La pression fiscale est moins ressentie par les entreprises que par les particuliers. Pour les ménages, elle est passée de 7,2% en 2007 à une proportion de 8,4% du PIB en 2014. Dans le même temps, on constate un recul des recettes fiscales qui pèsent sur les entreprises. La part de recettes générées par l’impôt sur les sociétés (IS) passe de 2,9% pour tomber à 2% sur la même période de 7 ans. Les charges sociales occupent une marge de 37% des recettes, c’est plus de 4 fois supérieures au taux des autres états membres de l’OCDE estimé à 8% en moyenne. En gros, les charges sociales sont plus supportées par les particuliers que les chefs d’entreprises. Pour la France, les cotisations sociales pèsent de 40% dans les recettes fiscales contre une moyenne de 26,1% pour les autres pays de l’OCDE (stat France). En somme, les charges sociales ont été redirigées vers les ménages qui en subissent les conséquences.

La baisse des charges pour l’horizon 2016

Les 6,5 milliards d’euros de réduction liés à l’instauration du Crédit d’impôt pour la compétitivité et emploi (CICE) n’ont pas directement eu d’impact sur les ménages. La pression fiscale sur les particuliers reste toujours une réalité. L’annonce d’une prochaine baisse d’impôt pour les ménages l’année suivante est un véritable soulagement pour les particuliers. L’état table sur un recul de 2 milliards d’euros de charges  à l’endroit des 3 millions qui sont concernés par cette baisse. Parmi les bénéficiaires, 1 millions de ménages seront exonérées d’impôts dans ce projet de réduction.

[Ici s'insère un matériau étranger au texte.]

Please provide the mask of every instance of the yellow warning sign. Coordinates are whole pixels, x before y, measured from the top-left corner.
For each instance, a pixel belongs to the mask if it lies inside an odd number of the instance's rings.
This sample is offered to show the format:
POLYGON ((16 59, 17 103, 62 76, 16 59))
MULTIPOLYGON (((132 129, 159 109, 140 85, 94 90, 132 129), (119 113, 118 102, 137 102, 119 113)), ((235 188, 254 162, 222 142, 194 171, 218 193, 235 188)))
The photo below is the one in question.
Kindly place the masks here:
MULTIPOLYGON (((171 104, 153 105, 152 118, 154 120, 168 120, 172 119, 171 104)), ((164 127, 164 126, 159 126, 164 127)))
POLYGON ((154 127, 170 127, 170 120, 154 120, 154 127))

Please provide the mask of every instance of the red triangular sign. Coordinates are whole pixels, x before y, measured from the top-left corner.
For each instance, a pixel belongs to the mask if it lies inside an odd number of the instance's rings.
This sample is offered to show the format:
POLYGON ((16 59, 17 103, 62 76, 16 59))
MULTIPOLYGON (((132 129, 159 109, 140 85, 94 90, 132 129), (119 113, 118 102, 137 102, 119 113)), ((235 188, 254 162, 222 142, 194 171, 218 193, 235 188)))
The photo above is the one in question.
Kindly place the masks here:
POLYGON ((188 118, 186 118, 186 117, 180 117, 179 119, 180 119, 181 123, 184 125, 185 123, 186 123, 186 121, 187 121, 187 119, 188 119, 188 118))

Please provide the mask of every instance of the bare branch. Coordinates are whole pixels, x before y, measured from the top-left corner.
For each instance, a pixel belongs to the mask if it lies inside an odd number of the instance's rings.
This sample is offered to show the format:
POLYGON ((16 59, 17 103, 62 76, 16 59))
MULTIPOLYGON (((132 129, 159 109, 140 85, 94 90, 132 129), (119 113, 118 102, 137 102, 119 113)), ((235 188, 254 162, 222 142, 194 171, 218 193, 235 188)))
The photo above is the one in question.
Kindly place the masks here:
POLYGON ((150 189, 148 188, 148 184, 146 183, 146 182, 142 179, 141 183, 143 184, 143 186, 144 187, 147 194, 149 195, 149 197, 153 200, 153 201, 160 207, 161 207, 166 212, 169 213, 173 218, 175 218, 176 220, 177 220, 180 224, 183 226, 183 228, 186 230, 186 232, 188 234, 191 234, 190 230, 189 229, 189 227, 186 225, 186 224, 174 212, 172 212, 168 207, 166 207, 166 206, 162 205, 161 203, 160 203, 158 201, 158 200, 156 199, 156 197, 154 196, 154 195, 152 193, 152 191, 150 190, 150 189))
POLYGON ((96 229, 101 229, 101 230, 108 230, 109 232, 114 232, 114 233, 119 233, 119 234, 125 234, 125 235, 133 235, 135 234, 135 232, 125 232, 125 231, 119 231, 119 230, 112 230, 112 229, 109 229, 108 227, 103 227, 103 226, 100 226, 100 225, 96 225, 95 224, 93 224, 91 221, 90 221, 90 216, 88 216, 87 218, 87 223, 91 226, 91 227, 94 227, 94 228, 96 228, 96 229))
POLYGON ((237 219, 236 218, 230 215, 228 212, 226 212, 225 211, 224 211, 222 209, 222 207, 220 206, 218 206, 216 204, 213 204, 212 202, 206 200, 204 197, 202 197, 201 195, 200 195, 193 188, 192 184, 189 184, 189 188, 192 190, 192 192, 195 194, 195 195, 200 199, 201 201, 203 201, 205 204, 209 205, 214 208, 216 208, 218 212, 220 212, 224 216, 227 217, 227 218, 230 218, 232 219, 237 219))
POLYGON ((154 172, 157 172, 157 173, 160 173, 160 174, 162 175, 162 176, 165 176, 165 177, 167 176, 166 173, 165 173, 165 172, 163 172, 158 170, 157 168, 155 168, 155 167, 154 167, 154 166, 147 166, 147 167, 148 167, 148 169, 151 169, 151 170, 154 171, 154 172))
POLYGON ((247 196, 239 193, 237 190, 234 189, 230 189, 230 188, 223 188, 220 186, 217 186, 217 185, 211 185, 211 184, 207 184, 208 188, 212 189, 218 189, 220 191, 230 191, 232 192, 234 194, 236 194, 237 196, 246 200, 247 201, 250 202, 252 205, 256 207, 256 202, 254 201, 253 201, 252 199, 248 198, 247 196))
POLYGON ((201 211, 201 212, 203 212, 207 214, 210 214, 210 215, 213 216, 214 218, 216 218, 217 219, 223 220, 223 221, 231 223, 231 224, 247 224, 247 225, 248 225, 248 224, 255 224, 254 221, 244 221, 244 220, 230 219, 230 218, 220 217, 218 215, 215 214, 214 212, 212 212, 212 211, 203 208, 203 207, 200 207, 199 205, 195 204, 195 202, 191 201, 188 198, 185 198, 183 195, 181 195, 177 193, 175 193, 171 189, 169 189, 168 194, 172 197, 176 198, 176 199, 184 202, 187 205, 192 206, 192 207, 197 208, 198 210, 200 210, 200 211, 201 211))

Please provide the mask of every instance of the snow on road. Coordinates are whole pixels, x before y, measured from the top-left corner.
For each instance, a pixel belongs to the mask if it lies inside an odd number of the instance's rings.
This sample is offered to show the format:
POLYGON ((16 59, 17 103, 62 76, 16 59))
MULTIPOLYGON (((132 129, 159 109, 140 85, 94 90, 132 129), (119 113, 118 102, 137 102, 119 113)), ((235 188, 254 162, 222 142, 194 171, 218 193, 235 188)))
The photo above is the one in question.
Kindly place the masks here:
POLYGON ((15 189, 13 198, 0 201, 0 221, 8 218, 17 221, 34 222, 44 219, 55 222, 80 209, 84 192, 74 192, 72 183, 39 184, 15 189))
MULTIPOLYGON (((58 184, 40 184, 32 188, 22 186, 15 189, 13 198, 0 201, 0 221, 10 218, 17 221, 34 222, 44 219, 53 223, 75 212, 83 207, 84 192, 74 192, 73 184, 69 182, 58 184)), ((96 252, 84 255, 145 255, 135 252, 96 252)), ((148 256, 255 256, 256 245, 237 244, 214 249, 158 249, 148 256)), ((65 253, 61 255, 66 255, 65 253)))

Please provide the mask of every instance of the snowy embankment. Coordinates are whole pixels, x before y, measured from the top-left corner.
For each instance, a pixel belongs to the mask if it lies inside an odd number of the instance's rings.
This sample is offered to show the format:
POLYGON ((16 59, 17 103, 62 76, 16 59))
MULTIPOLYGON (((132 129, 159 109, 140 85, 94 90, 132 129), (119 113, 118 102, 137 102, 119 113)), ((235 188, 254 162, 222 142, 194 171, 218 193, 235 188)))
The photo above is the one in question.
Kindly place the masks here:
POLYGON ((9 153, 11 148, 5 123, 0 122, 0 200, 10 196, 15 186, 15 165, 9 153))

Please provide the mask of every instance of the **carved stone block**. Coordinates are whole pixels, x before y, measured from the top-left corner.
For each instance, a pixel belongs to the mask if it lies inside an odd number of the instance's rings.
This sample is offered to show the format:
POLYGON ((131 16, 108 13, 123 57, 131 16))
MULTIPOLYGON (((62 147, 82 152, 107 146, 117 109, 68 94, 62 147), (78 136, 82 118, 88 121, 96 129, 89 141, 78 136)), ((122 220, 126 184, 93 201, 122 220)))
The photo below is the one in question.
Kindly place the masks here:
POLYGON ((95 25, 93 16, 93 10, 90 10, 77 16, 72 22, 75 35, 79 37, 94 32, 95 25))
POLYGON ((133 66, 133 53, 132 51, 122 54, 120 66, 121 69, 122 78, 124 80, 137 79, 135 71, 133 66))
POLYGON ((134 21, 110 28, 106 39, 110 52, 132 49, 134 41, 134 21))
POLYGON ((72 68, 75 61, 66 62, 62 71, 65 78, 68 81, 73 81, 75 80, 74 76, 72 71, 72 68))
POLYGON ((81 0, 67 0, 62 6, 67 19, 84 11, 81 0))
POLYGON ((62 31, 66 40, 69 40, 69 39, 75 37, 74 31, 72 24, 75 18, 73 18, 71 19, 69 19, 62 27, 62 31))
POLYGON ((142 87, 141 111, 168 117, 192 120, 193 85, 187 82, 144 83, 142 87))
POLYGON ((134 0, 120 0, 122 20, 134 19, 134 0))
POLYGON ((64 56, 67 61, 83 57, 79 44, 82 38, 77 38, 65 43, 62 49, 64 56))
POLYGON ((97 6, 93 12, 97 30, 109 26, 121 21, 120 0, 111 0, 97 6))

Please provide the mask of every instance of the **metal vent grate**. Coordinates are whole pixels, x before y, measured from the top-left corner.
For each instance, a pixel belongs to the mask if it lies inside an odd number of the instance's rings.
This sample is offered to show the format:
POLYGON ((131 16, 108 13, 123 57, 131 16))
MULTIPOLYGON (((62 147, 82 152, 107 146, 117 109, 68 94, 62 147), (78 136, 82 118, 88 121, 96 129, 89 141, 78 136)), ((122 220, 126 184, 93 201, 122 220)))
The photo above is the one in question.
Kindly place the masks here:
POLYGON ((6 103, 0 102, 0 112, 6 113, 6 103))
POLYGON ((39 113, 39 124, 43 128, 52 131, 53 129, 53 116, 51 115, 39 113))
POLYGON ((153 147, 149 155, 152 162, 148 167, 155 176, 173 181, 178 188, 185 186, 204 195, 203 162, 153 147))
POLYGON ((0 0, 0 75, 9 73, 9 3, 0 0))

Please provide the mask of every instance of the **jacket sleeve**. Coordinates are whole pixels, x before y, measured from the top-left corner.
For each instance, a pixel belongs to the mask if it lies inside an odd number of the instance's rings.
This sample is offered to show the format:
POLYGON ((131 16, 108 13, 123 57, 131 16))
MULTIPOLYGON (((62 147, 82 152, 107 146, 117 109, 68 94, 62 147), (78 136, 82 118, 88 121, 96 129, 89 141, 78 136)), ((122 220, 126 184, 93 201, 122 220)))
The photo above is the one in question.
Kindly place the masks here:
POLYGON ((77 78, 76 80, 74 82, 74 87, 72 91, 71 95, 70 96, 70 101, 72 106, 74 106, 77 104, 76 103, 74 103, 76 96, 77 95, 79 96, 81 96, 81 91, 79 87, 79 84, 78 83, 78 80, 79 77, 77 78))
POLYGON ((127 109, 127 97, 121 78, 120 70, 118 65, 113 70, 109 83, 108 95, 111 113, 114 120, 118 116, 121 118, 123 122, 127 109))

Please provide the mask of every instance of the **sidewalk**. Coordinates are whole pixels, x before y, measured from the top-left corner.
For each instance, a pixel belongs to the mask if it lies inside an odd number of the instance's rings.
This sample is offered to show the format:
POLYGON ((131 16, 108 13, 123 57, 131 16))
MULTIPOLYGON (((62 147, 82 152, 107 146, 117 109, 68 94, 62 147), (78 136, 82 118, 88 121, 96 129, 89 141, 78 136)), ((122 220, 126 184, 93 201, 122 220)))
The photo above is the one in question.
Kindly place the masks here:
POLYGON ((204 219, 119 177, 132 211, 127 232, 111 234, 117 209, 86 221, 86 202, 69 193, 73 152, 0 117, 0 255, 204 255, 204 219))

Une augmentation généralisée au sein de l’OCDE

La France n’est pas le seul pays membre de l’organisation à enregistrer des hausses au niveau des charges fiscales. 16 états parmi les 30 que compte l’OCDE ont vu leurs charges grimper. Parallèlement comme en Hexagone, les recettes liées à l’IS sont passées de 3,6% en 2007 à 2,8% en 2014. Idem pour l’impôt sur le revenu qui augmente également (8,8% à 8,9% sur 7 ans).